Even if you often grill steaks at home, your definition of medium may not be the same as the chef's due to the quality of beef and cooking techniques. Bob’s also lets its steaks rest before serving, which helps create the juiciness and tenderness that Bob’s is known for. Use these color-coded shortcuts to ensure you're thrilled when you cut into your steak.
- Rare: A ruby-red but cool center.
- Medium rare: Ruby-red throughout, but warm.
- Medium rare-plus: Medium pink with a small amount of ruby.
- Medium: Light pink with just a touch of ruby.
- Medium well: A thin line of light pink throughout.
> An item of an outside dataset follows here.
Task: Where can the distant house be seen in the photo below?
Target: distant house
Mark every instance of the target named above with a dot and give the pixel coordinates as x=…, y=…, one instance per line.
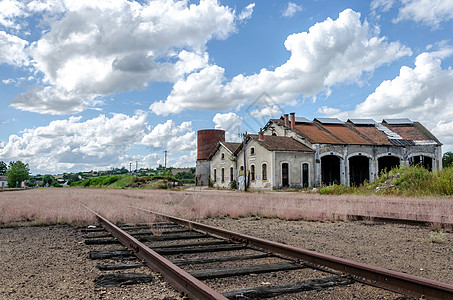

- Well done: Cooked all the way through, no pink whatsoever.
"It's common for people to come to a steakhouse and want to order 'the best steak,'" says Merchant. "There is no such thing. Everyone’s 'best steak' is different; it’s all about what you normally enjoy. At Bob's you'll get the prime version of your favorite steak cooked exactly how you like it, and we know you will be hooked."